Wednesday, November 30, 2022

Horrible Stuff

 Assalaamu alaykum wa Rahmatullahi wa Barakatuh.

Subhaan Allah, I lost myself again. Not the autopilot, disconnect I sometimes feel when I'm busy, but to a whole new level, wa audhu b'Illahi min ashaytaan irrajeem! 

I have been feeling lonely. I feel that nobody wants to know me, know how I feel, what I like, what I dislike, my struggles. I feel that everything is expected of me, and yet nobody sees that I am a human being with needs. I feel like everything falls on me. I have to make contact, reach out to others, make the effort, be proactive. I feel pressure upon me and despair under that pressure. 

Please take note that I keep saying, "I feel...". That means that there are people around me and in my life who love me, care about me as a person, and maybe even truly want to be part of my life and do things I enjoy. I just don't feel like there are. Astaghfirullah! I want to go for walks, I'm not going anywhere. I cannot even fathom how to get anyone to walk with me. Sad, but true, I feel like running away...to nowhere.  

Oh, I need to read my own blog! I need to not take it personally when other people's idea of love isn't the same as mine. I need to rationalize that people have their own lives and don't have time to focus on me or listen to me. I feel that I am not a priority to those I make my priority. Yes, I seriously need to read my own blog! But no man is an island and while I'm never alone with my Perfect and Precious Rabb to turn to, He Who knows me inside out, I feel lonely surrounded by family and friends. 

Anyone know this feeling?
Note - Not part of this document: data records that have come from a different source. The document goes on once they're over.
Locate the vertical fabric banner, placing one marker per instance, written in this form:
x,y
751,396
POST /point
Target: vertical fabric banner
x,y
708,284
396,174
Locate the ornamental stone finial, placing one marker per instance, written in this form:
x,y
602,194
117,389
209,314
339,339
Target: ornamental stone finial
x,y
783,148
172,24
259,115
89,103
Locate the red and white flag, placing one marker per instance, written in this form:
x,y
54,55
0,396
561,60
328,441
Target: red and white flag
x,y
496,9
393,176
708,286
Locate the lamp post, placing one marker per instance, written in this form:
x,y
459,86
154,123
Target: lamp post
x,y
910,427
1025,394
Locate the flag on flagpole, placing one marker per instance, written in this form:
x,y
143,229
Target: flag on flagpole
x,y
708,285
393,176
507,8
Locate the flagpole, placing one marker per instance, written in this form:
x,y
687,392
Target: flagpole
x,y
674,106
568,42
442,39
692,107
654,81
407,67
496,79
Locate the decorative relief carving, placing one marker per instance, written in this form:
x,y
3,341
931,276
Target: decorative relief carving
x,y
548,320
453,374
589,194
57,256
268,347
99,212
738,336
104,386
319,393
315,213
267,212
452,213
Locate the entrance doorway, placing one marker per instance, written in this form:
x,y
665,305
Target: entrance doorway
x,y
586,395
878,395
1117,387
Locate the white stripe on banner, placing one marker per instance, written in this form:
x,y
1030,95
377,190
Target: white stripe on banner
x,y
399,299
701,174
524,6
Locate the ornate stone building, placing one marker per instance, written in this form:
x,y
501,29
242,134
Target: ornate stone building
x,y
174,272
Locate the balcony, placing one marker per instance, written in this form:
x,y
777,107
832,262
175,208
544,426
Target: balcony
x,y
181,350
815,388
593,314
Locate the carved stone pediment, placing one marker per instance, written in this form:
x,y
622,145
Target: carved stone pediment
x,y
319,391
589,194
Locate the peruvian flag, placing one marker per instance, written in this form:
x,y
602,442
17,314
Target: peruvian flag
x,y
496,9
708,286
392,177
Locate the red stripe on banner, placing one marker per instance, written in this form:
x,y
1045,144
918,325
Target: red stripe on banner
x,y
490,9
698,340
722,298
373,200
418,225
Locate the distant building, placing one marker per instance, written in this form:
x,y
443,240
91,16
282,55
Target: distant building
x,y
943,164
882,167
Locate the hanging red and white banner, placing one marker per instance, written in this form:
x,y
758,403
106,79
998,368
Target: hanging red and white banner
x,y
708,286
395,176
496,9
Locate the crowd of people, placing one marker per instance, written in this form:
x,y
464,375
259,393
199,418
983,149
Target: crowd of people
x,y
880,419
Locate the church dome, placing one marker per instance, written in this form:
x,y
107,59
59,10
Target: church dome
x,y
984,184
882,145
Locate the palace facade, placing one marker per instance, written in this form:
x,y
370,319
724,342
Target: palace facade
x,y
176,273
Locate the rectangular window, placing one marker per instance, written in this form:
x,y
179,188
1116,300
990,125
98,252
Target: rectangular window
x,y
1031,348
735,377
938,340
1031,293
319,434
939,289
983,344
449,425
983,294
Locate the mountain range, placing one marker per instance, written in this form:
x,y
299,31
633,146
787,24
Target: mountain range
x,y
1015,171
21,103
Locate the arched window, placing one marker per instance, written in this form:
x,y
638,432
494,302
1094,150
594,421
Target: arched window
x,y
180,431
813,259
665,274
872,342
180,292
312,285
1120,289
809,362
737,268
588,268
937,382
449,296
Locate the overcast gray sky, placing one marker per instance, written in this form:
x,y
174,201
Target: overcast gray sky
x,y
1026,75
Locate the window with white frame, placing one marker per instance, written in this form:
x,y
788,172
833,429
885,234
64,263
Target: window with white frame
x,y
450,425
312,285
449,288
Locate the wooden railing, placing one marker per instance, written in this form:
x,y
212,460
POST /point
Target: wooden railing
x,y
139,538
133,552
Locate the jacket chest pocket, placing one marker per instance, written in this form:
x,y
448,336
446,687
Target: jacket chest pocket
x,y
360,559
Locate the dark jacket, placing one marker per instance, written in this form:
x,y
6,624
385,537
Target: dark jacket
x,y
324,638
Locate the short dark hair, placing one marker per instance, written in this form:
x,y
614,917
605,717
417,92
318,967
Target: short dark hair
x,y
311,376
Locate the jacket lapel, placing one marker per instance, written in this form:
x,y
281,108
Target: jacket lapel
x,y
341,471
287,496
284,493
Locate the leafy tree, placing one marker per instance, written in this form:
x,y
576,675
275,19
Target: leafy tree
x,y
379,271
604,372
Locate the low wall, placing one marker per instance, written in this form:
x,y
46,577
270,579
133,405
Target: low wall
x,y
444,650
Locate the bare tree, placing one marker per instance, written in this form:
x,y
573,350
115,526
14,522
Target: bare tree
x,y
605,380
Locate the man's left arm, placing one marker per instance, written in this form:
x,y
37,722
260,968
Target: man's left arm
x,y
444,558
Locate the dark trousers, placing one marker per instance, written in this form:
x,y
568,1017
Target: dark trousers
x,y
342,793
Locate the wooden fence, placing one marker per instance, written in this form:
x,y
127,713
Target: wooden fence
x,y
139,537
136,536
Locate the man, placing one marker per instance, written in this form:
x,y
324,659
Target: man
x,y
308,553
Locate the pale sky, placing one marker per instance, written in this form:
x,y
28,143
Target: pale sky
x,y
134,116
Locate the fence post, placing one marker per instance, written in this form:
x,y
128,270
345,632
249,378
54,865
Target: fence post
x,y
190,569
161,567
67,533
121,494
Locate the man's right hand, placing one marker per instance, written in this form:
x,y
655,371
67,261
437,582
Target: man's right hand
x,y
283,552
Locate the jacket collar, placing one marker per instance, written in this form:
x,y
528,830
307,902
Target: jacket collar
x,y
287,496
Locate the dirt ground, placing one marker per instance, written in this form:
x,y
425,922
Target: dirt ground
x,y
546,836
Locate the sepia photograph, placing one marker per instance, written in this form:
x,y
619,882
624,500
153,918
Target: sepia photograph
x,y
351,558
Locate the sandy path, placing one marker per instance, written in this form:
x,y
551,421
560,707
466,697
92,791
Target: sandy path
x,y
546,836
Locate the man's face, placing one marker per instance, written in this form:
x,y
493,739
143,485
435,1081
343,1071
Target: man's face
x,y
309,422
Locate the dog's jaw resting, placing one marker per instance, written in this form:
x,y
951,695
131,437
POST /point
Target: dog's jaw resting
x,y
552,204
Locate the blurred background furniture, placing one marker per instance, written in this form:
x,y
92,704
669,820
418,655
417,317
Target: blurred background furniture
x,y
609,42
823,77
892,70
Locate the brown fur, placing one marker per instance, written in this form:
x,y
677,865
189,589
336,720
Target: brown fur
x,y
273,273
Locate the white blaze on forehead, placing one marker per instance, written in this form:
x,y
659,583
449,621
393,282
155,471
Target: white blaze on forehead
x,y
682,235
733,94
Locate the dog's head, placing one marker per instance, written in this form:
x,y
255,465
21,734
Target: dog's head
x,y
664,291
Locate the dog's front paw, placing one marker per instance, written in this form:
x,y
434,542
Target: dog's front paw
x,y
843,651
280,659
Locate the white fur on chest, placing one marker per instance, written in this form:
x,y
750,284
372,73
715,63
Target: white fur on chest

Well, I know I need to do things to set myself right. I just have to fight through to increase in my ibadah and turn to Allah. He is the one to set right my heart and mind, to set right my relationships. 

Inshaa Allah, I will post again with my progress on this. It's been going on for a long time, so when I find solutions, I'll share inshaa Allah. 

Much love!

Subhaan Allahi wa bihamdihi, laa illaaha ila Ant, astaghfiruka wa atoobu ilayk.